Special Situations Regarding Lawsuits Filed by Creditors
- In lawsuits filed by the creditor of the indebted partner, if more than one immovable property is subject to the lawsuit, according to the amount of debt subject to enforcement proceedings, the value that will fall to the share of the indebted partner from the immovable properties as of the date of the lawsuit should be determined, and it should be decided to eliminate the partnership of enough immovable properties to cover the debt, and the request for excess should be rejected.
- In lawsuits filed by the creditor of the indebted partner; all partners (co-owners), including the indebted partner (co-owner), must be included in the lawsuit.
- In cases where a lawsuit for converting joint ownership to shared ownership is filed by the owners of the subject immovable property after the lawsuit for elimination of partnership is filed by the creditor according to Article 121 of the Enforcement and Bankruptcy Law, both lawsuits can be combined and heard, or the lawsuit for converting joint ownership to shared ownership can be made a preliminary issue in the lawsuit for elimination of partnership.
Fees and Trial Expenses
Since lawsuits for elimination of partnership are bilateral and produce similar results for the parties, trial expenses and attorney fees are imposed on the parties in proportion to their shares.

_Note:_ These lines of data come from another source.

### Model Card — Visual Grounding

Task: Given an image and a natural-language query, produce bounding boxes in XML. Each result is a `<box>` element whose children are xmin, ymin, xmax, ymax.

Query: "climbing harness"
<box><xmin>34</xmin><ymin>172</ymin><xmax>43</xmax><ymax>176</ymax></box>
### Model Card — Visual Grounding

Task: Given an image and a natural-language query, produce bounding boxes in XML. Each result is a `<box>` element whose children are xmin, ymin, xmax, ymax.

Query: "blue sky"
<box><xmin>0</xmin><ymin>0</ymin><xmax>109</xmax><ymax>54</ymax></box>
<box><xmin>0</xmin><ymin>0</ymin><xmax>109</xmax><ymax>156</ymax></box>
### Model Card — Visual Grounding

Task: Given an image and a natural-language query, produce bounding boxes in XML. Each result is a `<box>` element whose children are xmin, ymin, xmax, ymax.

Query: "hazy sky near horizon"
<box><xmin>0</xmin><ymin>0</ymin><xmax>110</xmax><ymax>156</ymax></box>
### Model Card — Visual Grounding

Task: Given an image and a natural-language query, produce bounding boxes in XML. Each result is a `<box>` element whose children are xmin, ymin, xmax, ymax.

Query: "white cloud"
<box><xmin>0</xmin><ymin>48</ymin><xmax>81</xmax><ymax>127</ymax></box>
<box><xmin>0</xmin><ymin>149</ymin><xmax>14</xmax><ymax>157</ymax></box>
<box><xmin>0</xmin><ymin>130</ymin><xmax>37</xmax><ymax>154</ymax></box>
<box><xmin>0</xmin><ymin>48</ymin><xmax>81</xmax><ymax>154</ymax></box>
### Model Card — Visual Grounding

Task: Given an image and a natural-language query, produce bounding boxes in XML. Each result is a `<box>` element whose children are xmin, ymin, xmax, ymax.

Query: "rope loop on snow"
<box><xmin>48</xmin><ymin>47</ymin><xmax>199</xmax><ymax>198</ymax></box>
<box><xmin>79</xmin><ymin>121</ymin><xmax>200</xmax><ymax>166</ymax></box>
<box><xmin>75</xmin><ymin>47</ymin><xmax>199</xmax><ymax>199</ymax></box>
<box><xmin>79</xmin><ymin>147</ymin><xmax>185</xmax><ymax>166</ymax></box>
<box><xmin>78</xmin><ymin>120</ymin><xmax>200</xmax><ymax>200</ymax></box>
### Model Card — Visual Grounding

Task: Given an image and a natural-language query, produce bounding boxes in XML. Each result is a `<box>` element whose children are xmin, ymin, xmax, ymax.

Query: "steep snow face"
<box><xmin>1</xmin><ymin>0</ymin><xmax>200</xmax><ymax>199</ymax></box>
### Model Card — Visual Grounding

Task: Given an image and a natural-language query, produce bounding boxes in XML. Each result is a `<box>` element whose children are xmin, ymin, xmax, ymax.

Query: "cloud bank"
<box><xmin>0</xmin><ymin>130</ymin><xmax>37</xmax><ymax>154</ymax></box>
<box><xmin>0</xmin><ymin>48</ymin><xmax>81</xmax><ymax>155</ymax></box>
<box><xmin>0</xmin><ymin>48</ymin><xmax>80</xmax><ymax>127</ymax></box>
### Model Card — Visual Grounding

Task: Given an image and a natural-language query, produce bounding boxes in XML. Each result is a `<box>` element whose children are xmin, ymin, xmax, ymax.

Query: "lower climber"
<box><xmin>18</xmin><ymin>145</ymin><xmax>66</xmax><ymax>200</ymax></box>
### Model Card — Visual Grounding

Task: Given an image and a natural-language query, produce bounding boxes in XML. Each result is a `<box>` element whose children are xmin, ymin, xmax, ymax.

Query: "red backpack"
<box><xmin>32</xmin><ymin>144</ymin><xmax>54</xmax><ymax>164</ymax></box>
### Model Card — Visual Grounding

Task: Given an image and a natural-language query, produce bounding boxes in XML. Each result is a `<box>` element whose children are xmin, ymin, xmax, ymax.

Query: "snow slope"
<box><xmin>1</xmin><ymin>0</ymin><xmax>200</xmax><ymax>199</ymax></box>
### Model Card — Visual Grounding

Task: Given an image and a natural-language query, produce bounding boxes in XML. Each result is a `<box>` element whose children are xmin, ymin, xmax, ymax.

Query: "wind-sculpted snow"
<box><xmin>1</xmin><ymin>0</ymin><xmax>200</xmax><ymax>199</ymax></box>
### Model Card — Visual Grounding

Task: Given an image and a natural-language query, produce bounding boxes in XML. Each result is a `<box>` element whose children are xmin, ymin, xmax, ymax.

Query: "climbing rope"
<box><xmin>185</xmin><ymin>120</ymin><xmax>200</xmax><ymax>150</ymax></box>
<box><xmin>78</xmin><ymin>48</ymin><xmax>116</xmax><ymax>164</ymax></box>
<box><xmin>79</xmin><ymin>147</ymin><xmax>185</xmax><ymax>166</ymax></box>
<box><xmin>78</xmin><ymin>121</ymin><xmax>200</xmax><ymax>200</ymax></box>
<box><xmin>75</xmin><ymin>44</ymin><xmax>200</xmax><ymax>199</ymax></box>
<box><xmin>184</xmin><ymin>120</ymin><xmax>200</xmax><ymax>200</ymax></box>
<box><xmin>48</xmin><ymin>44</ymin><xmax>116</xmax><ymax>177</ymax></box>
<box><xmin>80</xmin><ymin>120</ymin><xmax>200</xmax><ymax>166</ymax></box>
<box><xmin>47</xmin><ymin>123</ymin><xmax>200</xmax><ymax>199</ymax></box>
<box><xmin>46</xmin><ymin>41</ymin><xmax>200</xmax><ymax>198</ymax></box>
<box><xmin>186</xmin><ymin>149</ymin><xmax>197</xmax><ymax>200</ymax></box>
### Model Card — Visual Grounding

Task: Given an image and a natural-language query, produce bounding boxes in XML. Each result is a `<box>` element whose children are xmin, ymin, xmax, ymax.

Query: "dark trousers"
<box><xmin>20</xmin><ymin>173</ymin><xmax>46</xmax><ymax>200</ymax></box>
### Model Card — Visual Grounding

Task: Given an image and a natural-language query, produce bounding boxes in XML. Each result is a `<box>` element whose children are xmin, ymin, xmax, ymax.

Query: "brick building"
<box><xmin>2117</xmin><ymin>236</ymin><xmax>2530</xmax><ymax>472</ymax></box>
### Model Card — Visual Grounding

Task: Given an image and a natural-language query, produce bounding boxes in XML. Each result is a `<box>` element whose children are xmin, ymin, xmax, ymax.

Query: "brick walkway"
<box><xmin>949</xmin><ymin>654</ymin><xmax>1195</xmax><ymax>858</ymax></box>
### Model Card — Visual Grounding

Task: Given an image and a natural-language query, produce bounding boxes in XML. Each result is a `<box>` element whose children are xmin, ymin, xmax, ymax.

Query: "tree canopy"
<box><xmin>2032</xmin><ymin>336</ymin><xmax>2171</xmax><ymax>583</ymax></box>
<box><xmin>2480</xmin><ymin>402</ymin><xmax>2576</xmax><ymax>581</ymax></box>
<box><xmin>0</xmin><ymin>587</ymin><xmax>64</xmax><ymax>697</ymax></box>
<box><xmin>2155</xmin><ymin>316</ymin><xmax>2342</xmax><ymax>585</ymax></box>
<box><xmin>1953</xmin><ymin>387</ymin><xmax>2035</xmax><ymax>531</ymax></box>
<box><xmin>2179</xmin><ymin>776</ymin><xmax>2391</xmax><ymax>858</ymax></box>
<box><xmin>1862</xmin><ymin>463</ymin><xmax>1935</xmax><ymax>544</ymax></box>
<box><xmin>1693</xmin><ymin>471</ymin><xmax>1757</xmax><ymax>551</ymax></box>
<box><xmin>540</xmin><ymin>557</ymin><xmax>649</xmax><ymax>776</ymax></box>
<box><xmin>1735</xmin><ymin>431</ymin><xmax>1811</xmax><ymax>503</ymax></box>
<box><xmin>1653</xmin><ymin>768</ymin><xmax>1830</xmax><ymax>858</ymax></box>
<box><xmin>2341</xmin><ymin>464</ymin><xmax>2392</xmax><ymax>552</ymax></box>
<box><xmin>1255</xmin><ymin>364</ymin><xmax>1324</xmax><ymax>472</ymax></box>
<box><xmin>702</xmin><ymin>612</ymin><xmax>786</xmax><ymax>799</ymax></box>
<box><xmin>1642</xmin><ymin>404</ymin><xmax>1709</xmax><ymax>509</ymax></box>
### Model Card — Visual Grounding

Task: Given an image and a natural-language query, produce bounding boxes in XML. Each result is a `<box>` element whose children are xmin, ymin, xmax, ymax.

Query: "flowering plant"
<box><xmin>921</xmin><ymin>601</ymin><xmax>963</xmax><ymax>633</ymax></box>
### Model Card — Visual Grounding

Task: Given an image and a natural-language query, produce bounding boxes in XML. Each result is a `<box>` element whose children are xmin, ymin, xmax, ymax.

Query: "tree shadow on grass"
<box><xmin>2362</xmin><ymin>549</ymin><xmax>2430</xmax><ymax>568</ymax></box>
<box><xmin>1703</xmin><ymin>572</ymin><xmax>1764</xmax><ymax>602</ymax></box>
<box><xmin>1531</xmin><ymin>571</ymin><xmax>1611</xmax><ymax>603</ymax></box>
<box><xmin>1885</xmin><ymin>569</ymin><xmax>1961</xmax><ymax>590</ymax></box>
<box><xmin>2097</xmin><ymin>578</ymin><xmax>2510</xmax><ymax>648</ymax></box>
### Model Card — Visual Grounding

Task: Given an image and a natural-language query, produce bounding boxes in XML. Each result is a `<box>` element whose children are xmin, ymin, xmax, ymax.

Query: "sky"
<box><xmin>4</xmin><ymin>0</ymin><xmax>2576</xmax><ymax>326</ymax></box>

Decision and judgment fee:
- In case of decision to eliminate the partnership of the immovable property through sale: 11.38 per thousand over the sale price
In this case, the fee is calculated over the amount obtained from the sale of the immovable property. For example, for an immovable property sold for 1,000,000 TL, the fee to be paid will be 11,380 TL. This rate is applied due to the realization of the sale transaction and the parties obtaining cash. The fee is usually deducted from the sale price and the remaining amount is distributed among the co-owners.
- In case of decision to eliminate the partnership of the immovable property through division in kind: 4.55 per thousand over the value of the immovable property
In division in kind, a lower rate of fee is charged over the value of the immovable property. For example, in case of division in kind of an immovable property with a value of 1,000,000 TL, the fee to be paid will be 4,550 TL. This rate is kept lower because there is no sale and only a physical division is made between the parties. The fee is usually distributed among the parties according to their share ratios.
- Elimination of partnership of movable properties: Subject to fixed decision and judgment fee
A fixed fee is charged for movable properties. This fee is a fixed amount determined independently of the value of the movable and is updated periodically.
Point to note: Since the Treasury is one of the institutions exempt from fees according to Article 13 of the Fees Law, in lawsuits for elimination of partnership of immovable properties where the Treasury is a co-owner, it should be decided to collect the remaining fee from the co-owners in proportion to their shares after deducting the part falling to the Treasury’s share.